The shooting occurred late Friday in Afghanistan's volatile Helmand province, the same region where three American soldiers were killed hours earlier by a man in an Afghan military uniform, officials said.
Afghan and ISAF officials offered conflicting accounts over the latest shooting in Garmsir District, where U.S. Marines have been working with Afghan forces at a joint outpost.
An Afghan official said a local police officer opened fire, killing three Marines, while ISAF said the gunman was wearing civilian clothes.
The international coalition did not release the nationalities of the troops or details about the shooting or the location. The gunman was detained by troops shortly after the shooting Friday night, said Maj. Martyn Crighton of the ISAF Joint Command.
Haji Mohammad Khan, the deputy district chief, said a policeman opened fire on the Marines at the outpost located inside the Garmsir police compound.
But Crighton said the shooter was an Afghan civilian working on an installation shared by Afghan and NATO forces. He would not say whether the shooting occurred at the compound in Garmsir.
Brig. Gen. Gunter Katz, an ISAF spokesman, who also described the man as a civilian, said he had been detained after the attack.
It was the second Friday shooting targeting NATO troops in Afghanistan.

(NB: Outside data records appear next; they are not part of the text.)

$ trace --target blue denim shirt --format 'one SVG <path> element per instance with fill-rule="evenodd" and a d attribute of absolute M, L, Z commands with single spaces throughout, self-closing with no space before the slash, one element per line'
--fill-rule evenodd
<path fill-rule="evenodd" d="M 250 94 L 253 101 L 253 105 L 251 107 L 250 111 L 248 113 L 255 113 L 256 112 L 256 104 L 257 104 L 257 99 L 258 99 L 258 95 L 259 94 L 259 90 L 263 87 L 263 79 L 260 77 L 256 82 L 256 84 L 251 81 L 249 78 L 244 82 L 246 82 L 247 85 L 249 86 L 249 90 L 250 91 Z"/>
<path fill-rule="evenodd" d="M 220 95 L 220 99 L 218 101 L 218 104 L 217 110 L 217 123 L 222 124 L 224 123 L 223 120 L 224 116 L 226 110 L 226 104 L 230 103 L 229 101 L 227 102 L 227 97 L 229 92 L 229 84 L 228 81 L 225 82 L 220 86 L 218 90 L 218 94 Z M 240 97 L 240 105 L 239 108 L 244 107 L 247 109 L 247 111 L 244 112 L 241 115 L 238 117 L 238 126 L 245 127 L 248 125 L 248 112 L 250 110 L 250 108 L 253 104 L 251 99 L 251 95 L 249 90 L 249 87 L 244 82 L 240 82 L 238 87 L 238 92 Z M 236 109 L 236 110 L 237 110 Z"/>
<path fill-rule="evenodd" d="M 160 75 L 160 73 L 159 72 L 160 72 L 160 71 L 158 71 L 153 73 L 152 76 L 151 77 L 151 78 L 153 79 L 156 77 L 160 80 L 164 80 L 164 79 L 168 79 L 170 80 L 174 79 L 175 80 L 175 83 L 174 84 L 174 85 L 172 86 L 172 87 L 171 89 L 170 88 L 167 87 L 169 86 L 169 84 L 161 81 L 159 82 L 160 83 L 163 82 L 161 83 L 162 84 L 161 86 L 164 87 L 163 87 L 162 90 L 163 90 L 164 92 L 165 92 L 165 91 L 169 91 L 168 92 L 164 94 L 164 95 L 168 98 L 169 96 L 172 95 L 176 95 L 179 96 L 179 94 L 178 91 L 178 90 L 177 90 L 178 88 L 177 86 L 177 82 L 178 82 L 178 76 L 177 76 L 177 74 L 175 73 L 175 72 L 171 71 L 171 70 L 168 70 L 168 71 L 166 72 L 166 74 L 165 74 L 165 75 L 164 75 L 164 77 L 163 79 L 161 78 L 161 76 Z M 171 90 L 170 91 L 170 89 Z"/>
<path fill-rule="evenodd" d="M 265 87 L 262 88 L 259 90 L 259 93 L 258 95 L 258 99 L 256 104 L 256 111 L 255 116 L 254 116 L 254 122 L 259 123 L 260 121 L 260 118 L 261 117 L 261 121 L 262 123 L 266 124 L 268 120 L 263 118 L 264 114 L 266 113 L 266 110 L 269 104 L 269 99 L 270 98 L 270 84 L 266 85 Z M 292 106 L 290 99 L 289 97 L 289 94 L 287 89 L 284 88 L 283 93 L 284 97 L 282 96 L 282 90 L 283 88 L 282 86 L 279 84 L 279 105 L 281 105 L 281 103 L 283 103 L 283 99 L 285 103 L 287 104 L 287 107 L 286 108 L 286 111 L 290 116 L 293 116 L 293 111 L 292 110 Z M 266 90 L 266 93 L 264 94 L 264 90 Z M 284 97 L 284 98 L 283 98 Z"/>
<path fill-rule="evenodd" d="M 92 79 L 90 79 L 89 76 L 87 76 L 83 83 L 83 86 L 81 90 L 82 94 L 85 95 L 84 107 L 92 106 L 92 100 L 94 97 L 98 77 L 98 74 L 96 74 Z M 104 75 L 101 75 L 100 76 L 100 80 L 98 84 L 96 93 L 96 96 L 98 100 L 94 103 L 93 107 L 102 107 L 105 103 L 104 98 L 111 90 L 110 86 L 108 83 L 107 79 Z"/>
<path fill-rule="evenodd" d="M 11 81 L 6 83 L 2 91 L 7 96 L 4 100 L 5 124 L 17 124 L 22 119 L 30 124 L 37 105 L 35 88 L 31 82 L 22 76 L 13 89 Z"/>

Three U.S. soldiers were killed when a man in an Afghan military uniform opened fire in the Helmand province, the latest in a series of assaults against NATO troops by Afghans wearing security force uniforms.
The three soldiers were part of a Special Operations mission to stabilize a village in the Sarwan Qala region, a Taliban stronghold, a Defense Department official said on condition of anonymity.
They were meeting with local officials when the shooting occurred, said the official, who was not authorized to release details to the media. NATO and Afghan troops have been searching for the gunman.
Afghan President Hamid Karzai condemned the killings of NATO service members and ordered an investigation.
"The enemy who does not want to see Afghanistan have a strong security force, targets military trainers," he said in a statement.
On Friday, White House spokesman Jay Carney said it was "too early to say" that the latest incident was part of a stepped-up effort by insurgents.
"We know they are trying to maximize media exposure of these events but our military believes that the operational impact has been negligible. Nonetheless, these incidents do concern us and our hearts go out to all the victims and their families."
In the strikes, known as "green-on-blue" attacks, Afghan security forces or militants dressed as local police or soldiers target coalition troops.
Asked about the incidence of such attacks, Katz told reporters in Kabul that ISAF's assessments indicated "the infiltration rate is very, very low," but that more could be done to educate both sides and build mutual respect.
"If you just look at the statistics, what I can see compared to last year is that we have much more soldiers in the field," he said. "We have almost 500,000 soldiers fighting together right now, and in the years before, those numbers were much smaller."
Afghan security forces have also been targeted by their countrymen.
On Saturday, an Afghan policeman killed 10 fellow police officers in the Dilaram district of the southern Nimruz province, said Omar Baluch, a spokesman for the provincial governor.
The shooter, who is believed to have links to the Taliban, was killed by other policemen, said Baluch. An investigation into the incident continues, he added.
Earlier this year, Gen. John Allen, commander of all U.S and NATO forces in Afghanistan, said systems put in place by Afghans and coalition troops to prevent such attacks were having an effect.